Именно вот такой-то вопрос задал я себе и тогда, когда пересел с парохода, доставившего меня в одно местечко на черноморском побережье, на фелюгу, которая должна была перевезти меня с вещами на берег. Сидя на этой фелюге и любуясь видом приближавшегося берега, на котором чуть-чуть были заметны очертания чего-то живого, я по привычке и вполне бессознательно спросил себя:

– Каких-то теперь оригиналов пошлет мне судьба в этих новых местах?

И едва я подумал, и сказал это, как «оригиналы» немедленно же предстали передо мной в весьма значительном количестве и притом совершенно нового, особенного качества. Начался «мечтатель», «утопист», «фантазер».

Часа через два по приезде в «местечко» мне пришлось ехать на маленьком частном пароходе, которым управлял молодой семнадцатилетний мальчик. С первых слов оказались, что мальчик проникнут учением Л. Н. Толстого, что он нарочно приехал сюда на побережье, чтобы здесь начать жить трудами своих рук, в чем он и нашел поддержку со стороны одного лица, преданного тому же учению. Это первая встреча.

На следующий день фелюжник Мустафа, обезьяноподобный турок-лодочник, сидя у руля своей фелюги, медленно подвигавшейся по неподвижному морю, доставляя меня и одного молодого человека к нашим общим знакомым, ломаным русским языком, коверкая имена и фамилии, рассказал мне длинную историю про каких-то «Миколаичей», которых он очень хвалил и вспоминая о которых, закрывая глаза, причмокивал, покачивая головой. Эти «Миколаичи» были «господа», но жили здесь лет пятнадцать тому назад как простые крестьяне:

– Барина рубах сама стирал, на море сама таскал!

И жили эти «Миколаичи» таким образом именно потому, что были люди хорошие. По словам Мустафы, один из этих «Миколаичей» задумывает творить на этом побережье чистые чудеса.
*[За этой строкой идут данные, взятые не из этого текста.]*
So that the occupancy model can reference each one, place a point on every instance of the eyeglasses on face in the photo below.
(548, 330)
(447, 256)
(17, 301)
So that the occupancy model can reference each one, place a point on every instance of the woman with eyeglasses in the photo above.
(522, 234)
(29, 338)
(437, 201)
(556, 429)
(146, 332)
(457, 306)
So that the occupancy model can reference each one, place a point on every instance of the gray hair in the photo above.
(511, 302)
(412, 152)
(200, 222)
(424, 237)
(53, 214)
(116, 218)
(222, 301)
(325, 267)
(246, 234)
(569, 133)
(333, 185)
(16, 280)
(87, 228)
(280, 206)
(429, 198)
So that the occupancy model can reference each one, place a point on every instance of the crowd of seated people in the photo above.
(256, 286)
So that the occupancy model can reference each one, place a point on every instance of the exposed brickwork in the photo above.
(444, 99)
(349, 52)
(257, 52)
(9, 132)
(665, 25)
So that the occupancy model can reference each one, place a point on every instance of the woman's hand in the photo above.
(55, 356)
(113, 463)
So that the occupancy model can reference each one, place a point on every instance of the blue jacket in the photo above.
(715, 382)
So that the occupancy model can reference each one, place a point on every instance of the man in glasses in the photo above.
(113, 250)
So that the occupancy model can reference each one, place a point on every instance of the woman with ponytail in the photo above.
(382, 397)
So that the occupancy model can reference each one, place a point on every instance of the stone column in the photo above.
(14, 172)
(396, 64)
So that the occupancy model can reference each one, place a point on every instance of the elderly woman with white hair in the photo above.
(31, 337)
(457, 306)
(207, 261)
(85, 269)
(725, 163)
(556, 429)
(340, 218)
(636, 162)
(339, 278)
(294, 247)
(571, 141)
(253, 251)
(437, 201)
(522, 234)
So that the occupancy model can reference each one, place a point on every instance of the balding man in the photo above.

Начав о нем рассказ, Мустафа стал бормотать воистину какие-то ни с чем несообразные слова:

– Мельница будит ветир хватать, из мельницы будит огонь в проволоку бежать и масло бить!

Во время этого рассказа обезьянье лицо его разгорелось, он махал руками, повидимому изображая мельничные крылья, пыхтел, потел – и все-таки я бы ровно ничего не понял, если бы впоследствии один из местных аборигенов (разумеется, «оригинал») не объяснил мне, в чем дело.

Оказалось, что этот «Миколаич» хотел основать трудовую общину и во все работы, требующие физическую силу, ввести силу электрическую, добывая ее силою ветра[23 - В настоящее время такие попытки уже осуществляются на деле.].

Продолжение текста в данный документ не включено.